Recruiting has changed a lot over the years. In the old days, jobs were posted on University Alumni boards and in the Sunday papers. Advertising job listings in the “Help Wanted” section could run you a couple of thousand dollars. A listing could draw anywhere from a hundred to a thousand applications, coming in through fax or mail, and each of which had to be individually sorted and organized.
Recruitment services would spend a lot of time filtering out resumes of unqualified candidates. The more proactive approach of head hunting the qualified candidates required two essential tools: the Rolodex and the phone book. Actively seeking out the most qualified candidates meant doing extensive off-line networking and hours looking up numbers and placing calls. In short, if you wanted to survive in the recruitment industry, it was a lot of tedious work.
The biggest change by far has been in technology. Sunday papers have been replaced by job listing sites, phone books with social media contacts, and personally wading through resumes with applicant tracking systems. In recruitment, technology has become absolutely crucial to the way that we do business.
The change it has made in the industry has been hugely beneficial. The tedious work involved with recruitment in the past was inefficient. You could spend weeks going through hundreds of resumes, only to come out with a small pool of candidates that were actually qualified enough to be interviewed for the job.
In the current climate, recruitment is all about speed and efficiency. Companies regularly outsource staffing to professional recruiters to solve their staffing problems. These recruiters have extensive experience and training in finding the very best candidates for the job. Here’s a look at some of the technologies and practices that have revolutionized the staffing industry.
Industry Specific Niches
With the first waves of new technology, job sites like Monster began appearing. While these job listing sites were revolutionary at the time, aggregating postings from all over the web in one handy place, their broad approach to the job market has slowly given way to much more efficient industry-specific niches. These are both sites and staffing agencies that work exclusively within one or two industries. The benefit of industry-specific recruitment is that it offers a wider breadth of candidates with industry-specific skills.
Applicant Tracking Systems
Once resumes start coming in, the applicant tracking system (ATS) takes over, organizing them according to things like keywords and matching skills. If you’re getting hundreds of applications, using ATS software can help you ascertain which applications are worth looking at immediately and which don’t meet the necessary qualifications for the job.
An ATS system also lets you keep resumes on file, allowing you to store great applications for future positions for which they might be qualified.

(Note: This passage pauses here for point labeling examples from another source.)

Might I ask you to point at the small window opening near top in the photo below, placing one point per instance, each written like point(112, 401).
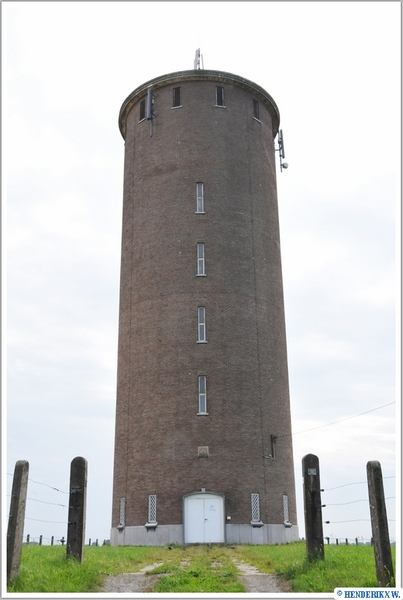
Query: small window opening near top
point(199, 197)
point(219, 91)
point(256, 110)
point(142, 110)
point(176, 98)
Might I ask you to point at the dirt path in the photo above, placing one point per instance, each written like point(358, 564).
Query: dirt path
point(253, 580)
point(256, 582)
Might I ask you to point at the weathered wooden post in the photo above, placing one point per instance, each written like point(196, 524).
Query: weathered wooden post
point(15, 530)
point(77, 506)
point(313, 507)
point(379, 523)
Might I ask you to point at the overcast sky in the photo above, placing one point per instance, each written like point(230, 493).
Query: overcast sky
point(334, 71)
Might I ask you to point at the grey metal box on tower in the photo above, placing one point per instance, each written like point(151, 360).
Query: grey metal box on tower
point(203, 446)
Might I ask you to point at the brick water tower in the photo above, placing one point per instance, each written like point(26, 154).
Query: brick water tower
point(203, 447)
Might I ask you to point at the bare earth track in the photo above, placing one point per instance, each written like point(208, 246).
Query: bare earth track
point(253, 580)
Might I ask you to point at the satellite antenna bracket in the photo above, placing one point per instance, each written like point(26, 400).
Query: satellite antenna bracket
point(280, 150)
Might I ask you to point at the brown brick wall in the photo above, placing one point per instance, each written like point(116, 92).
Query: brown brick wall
point(244, 359)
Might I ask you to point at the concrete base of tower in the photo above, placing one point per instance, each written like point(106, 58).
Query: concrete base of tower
point(165, 535)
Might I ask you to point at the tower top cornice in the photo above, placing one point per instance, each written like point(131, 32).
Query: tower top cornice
point(199, 75)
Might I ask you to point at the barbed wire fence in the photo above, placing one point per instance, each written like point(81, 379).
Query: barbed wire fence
point(328, 520)
point(60, 537)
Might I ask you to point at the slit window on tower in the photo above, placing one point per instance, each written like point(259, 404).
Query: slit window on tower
point(201, 324)
point(255, 506)
point(256, 109)
point(152, 508)
point(286, 510)
point(219, 96)
point(201, 260)
point(199, 197)
point(202, 395)
point(176, 99)
point(142, 110)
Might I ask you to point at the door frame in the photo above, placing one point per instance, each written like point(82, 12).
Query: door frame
point(204, 494)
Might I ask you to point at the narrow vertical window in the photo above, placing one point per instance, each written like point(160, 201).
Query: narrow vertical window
point(152, 508)
point(202, 395)
point(176, 100)
point(142, 110)
point(255, 506)
point(201, 261)
point(201, 324)
point(287, 522)
point(199, 197)
point(122, 512)
point(256, 109)
point(219, 96)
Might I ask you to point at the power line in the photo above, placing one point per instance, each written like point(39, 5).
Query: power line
point(43, 502)
point(354, 483)
point(40, 483)
point(42, 521)
point(354, 501)
point(339, 421)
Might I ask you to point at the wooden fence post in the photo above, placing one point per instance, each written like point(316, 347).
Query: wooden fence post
point(313, 507)
point(379, 523)
point(15, 530)
point(77, 506)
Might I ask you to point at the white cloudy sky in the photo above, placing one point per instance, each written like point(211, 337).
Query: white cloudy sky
point(334, 71)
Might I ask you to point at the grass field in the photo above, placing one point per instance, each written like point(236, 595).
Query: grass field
point(207, 568)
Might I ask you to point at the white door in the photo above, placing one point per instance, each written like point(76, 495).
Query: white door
point(204, 519)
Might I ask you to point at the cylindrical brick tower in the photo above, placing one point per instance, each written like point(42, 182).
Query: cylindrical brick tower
point(203, 448)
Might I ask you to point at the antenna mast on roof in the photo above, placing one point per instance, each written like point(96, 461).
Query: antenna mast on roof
point(198, 60)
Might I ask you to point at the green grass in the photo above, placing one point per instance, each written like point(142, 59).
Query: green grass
point(199, 568)
point(344, 566)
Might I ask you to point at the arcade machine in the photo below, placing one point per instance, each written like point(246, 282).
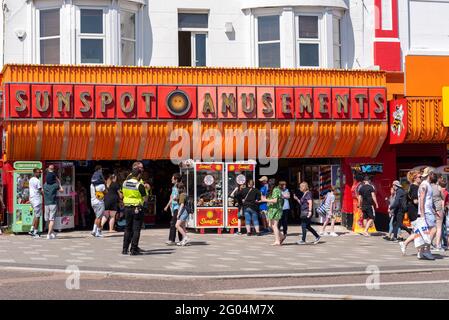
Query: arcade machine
point(237, 173)
point(65, 215)
point(329, 176)
point(205, 185)
point(22, 215)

The rise of social media platforms like LinkedIn and Twitter have had a huge impact on the way recruitment is carried out. Whereas networking required a great deal of face-to-face interaction in the past, social networking allows you to build strong relationships within your industry through online interaction.
It’s a great tool for qualified candidates who might not be actively seeking a job. For example, you can find people’s resumes on LinkedIn and send them messages if you believe they have the specific set of skills that you’re looking for. Social media is a powerful force within recruitment; if you’re not utilizing it to enhance your recruiting strategy, then you’re missing out. Social media as a tool for hiring is only expected to grow in the near future, as more and more employers, job hunters, and staffing agencies channel the power of social networking.